No solutions in Obama's 2014 infrastructure budget, ATA says
ATA President and CEO Bill Graves says the trucking industry still is getting lip service about the importance of the infrasgtructure. (The Trucker file photo)
The Trucker News Services
ARLINGTON, Va. — President Barack Obama’s budget announced Wednesday fails to provide adequate detail and direction for how the country should pay for its infrastructure needs, American Trucking Associations leaders said hours after the budget had been released.
“The backbone of our economy is the asphalt, steel and concrete of our roads and bridges,” ATA President and CEO Bill Graves said, “and proposals to fund those roads should be equally concrete. For five years, we’ve waited for President Obama to clearly state how we should pay for these critical needs and, I’m sad to say, we continue to get lip service about the importance of roads and bridges with no real roadmap to real funding solutions.”
The White House said that the budget “invests in repairing our existing infrastructure and building the infrastructure of tomorrow, including high-speed rail, high-tech schools and power grids that are resilient to future extreme conditions. These investments will both lay the foundation for long-term economic growth and put workers back on the job now.”
More specifically, the budget provides $50 billion for upfront infrastructure investments, including $40 billion for “Fix it First” projects, to invest immediately in repairing highways, bridges, transit systems and airports nationwide; and $10 billion for competitive programs to encourage innovation in completing high-value infrastructure projects.
The White House further said that the 2014 budget:
• Fully funds the authorized funding levels provided in the Moving Ahead for Progress in the 21st Century Act (MAP-21) for surface transportation programs.
• Reserves funding after the expiration of MAP-21 in 2015 for a robust, long-term reauthorization of surface transportation programs, including a 25 percent increase from current funding level.
“A safe and efficient network of highways is critical not just to my business, but to all businesses in this country,” said ATA Chairman Mike Card, president of Combined Transport, Central Point, Ore. “Trucking is willing to step up and pay more to ensure this country has the world-class highways it deserves, but until the president and congressional leaders advance a plan with real funding solutions, I worry about the continued deterioration of one of our nation’s most critical competitive advantages.”
ATA is and continues to be a strong, vocal advocate for increasing funding for roads, highways and bridges, but also for identifying efficient and effective sources of real revenue to do so, Graves said.

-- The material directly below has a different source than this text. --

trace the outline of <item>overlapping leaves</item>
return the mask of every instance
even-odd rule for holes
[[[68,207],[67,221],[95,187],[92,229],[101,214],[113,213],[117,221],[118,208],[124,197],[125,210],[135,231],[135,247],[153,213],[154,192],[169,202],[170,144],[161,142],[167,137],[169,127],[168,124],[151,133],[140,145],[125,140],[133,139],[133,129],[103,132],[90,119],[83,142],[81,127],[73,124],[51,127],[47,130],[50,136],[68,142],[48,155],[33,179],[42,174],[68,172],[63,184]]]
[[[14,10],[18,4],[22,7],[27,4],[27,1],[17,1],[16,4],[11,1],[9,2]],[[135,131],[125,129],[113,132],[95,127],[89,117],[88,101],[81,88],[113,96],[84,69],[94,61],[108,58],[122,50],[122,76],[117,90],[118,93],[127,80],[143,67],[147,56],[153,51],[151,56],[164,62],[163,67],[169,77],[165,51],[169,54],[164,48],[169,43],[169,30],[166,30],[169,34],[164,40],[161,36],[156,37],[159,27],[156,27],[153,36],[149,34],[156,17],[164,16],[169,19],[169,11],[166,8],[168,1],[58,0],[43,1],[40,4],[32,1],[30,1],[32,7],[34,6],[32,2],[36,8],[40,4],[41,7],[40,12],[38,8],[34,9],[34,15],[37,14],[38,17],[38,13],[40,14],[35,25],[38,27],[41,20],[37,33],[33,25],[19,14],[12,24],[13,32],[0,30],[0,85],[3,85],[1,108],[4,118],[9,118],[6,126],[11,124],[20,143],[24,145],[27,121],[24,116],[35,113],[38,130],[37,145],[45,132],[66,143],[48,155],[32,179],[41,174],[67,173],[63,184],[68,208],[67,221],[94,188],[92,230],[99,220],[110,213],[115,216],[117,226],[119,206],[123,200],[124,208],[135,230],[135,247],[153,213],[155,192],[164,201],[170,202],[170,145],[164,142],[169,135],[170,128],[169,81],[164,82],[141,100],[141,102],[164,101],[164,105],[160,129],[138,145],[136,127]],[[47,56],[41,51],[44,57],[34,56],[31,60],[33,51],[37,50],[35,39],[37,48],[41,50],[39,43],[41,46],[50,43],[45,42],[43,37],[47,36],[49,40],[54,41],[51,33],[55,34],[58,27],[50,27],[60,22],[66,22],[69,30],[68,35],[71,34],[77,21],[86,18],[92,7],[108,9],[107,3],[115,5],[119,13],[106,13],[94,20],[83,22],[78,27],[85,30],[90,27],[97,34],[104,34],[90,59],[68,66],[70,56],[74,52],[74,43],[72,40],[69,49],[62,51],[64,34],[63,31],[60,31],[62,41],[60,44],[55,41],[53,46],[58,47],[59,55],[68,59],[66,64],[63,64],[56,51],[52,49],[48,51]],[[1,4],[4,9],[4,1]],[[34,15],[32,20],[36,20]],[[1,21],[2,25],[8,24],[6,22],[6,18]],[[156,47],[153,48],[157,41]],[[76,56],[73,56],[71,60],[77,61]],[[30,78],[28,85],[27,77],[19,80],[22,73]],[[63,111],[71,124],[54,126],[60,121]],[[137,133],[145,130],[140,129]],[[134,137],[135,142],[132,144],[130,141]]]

“Accounting gimmicks and budget tricks only get you so far,” Graves said, “sooner or later you need to take a hard look at the situation and decide that we’re either going to invest in these things or we’re not and if we are, that we need to generate more revenue than we do now. It’s time to show us the money and where you intend to get it from. Simply letting states borrow more is no substitute for increased federal investment.”